The approach relies on a validation list and a cookie.

  1. Validation list
    The server must be able to validate authorized users. Some file containing information about authorized users should be made available. Why not using a validation list for that? Validation lists are the perfect object type for such a duty:
    • rather compact objects
    • provide high performance access
    • cannot be accessed with traditional tools/utilities/comands
    Of course, you need a program to maintain validation list entries. This is CGI program WRKVLDL in library LOGINOUT. See page Defining users to know how to use it it.
  2. Cookies
    Non-persistent CGI programs are stateless (they do no retain a reliable memory after processing a user transaction). Therefore, every time a non-persistent CGI is called, it must perform user validation again. In other words, something external to the CGI must provide every time an user identification. The application driven technique for this is to give the client - as soon as the user logs in - an "identification-ticket" to the client. From this moment on, any time the client calls a CGI, the CGI can ask for the ticket and perform user validation.
    To support a ticket strategy, nothing is better than a cookie. Cookies are data areas on the PC. All cookies referring to a given server are returned in a single environment variable at any CGI transaction. This is why CGIDEV2 service program can easily retrieve a cookie of your choice.
    The identification stored in the cookie is made of the username and of the password.
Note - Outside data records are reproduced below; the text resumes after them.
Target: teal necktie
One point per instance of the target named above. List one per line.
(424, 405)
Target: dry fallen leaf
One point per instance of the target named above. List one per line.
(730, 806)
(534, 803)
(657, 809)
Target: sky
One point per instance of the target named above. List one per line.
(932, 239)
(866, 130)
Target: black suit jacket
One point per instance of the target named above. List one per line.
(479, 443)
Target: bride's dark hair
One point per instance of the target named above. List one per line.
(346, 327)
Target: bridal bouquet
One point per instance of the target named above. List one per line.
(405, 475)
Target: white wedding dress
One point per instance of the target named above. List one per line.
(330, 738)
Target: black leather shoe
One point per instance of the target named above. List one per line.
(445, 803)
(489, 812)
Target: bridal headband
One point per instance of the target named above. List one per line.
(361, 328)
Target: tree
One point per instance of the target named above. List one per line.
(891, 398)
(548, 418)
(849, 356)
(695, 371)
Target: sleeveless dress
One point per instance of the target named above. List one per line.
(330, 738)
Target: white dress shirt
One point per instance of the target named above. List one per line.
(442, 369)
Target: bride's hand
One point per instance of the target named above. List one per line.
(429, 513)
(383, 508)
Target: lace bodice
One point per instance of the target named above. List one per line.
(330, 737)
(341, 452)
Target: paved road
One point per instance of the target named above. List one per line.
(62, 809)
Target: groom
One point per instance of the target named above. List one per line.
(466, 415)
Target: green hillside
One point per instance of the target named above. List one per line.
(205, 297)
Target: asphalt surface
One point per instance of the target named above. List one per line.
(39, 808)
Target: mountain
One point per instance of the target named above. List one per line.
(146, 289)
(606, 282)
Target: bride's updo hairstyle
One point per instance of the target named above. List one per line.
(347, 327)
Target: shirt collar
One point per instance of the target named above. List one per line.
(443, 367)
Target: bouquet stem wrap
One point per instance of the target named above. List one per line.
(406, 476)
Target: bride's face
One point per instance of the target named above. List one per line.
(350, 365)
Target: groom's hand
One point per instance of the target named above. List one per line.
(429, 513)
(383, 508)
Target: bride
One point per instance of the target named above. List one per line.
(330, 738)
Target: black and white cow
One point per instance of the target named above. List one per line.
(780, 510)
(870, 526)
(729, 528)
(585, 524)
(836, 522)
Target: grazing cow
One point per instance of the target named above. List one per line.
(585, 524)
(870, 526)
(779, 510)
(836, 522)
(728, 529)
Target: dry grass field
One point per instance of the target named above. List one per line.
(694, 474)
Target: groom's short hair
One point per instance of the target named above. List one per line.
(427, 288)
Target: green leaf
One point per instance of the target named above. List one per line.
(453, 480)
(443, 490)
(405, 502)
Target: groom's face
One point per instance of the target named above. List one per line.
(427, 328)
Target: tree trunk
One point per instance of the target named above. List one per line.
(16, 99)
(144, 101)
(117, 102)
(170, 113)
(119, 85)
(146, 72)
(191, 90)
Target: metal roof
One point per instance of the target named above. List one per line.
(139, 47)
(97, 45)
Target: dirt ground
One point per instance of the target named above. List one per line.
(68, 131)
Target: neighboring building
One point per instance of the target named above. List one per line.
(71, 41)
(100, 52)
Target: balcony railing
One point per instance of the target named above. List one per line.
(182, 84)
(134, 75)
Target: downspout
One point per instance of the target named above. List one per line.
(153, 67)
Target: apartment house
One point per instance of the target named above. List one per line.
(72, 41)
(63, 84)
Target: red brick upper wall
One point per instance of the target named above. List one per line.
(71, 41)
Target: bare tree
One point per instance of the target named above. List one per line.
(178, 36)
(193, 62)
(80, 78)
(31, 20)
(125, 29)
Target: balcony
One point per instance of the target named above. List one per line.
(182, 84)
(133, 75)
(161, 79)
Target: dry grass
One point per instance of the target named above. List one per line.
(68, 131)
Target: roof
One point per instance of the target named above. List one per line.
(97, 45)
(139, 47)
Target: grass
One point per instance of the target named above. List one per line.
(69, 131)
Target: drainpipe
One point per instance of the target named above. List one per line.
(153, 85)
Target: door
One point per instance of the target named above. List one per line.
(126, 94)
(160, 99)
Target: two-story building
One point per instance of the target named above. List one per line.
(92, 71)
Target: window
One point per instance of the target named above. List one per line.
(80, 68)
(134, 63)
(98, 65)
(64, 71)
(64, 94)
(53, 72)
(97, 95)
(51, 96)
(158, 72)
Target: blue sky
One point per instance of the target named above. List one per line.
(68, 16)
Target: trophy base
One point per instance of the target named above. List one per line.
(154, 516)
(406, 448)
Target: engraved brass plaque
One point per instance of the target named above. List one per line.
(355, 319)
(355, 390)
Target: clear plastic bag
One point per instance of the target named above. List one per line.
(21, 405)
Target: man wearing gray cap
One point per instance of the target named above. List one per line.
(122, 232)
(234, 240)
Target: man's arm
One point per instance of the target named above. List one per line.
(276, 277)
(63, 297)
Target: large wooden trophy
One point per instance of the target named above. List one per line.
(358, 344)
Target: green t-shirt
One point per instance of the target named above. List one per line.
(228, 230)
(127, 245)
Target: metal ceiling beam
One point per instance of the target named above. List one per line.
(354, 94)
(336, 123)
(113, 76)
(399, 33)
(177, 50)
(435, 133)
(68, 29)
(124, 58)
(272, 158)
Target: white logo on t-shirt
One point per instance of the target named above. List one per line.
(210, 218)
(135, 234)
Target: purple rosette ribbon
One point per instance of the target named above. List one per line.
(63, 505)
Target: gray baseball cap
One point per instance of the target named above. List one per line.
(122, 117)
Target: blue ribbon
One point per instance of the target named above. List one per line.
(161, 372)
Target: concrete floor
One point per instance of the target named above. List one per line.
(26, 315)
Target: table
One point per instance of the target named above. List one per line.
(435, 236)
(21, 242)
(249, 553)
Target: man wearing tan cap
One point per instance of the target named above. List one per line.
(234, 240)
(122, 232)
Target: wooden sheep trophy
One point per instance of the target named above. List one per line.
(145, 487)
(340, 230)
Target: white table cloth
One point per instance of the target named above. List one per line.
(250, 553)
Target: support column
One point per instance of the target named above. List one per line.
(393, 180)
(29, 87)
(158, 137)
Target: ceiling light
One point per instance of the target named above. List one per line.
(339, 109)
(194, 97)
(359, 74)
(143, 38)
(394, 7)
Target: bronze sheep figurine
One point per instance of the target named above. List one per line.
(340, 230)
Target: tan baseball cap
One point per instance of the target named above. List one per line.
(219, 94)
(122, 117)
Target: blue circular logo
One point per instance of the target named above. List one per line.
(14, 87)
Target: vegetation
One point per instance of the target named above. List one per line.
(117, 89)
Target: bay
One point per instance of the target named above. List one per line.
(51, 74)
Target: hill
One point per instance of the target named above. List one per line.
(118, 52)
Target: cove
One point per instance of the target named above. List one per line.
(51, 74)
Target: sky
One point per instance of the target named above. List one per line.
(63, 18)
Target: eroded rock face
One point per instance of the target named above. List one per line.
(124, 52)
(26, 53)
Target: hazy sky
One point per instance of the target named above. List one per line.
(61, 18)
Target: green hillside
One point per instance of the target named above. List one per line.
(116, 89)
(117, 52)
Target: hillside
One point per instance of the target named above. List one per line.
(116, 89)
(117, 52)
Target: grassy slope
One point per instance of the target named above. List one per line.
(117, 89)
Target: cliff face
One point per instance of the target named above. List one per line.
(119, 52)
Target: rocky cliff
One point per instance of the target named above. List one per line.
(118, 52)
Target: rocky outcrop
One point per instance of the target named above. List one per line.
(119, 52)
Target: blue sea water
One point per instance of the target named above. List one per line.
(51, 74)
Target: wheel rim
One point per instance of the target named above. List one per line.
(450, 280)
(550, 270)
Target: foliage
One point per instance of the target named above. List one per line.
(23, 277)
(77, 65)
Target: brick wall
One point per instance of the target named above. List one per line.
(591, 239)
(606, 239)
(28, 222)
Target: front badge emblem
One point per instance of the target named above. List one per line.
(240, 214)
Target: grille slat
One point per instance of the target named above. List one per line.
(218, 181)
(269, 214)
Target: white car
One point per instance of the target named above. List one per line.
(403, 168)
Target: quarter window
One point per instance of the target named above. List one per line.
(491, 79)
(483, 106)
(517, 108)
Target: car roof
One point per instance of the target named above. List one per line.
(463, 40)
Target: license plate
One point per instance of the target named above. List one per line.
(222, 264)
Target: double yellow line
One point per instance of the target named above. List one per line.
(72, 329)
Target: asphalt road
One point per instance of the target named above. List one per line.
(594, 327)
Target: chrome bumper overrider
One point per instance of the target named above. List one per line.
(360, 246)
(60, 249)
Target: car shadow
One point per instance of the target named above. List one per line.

The CGI, after retrieving the cookie, will have to validate this identification versus the validation list (don't worry, we provide functions in a service program to perform such duties).
    The debatable question is "how long a cookie should lasten". We have decided for a temporary and expirable cookie. A temporary and expirable cookie is a cookie that expires either
    • after a given elapsed time (our default is 15 minutes), OR
    • when the user logs out from an application, OR
    • when the user closes all the browser windows.
    Once the cookie has expired, one must login again to enter the application.

A sample walk through
Library LOGINOUT contains a prototype CGI application that you may adopt in developing your own CGI applications (see page "Application development").

To make it work, you should first add at least an user of your choice (user name and password) to validation list LOGINOUT/LOGINOUT. See page "Defining users".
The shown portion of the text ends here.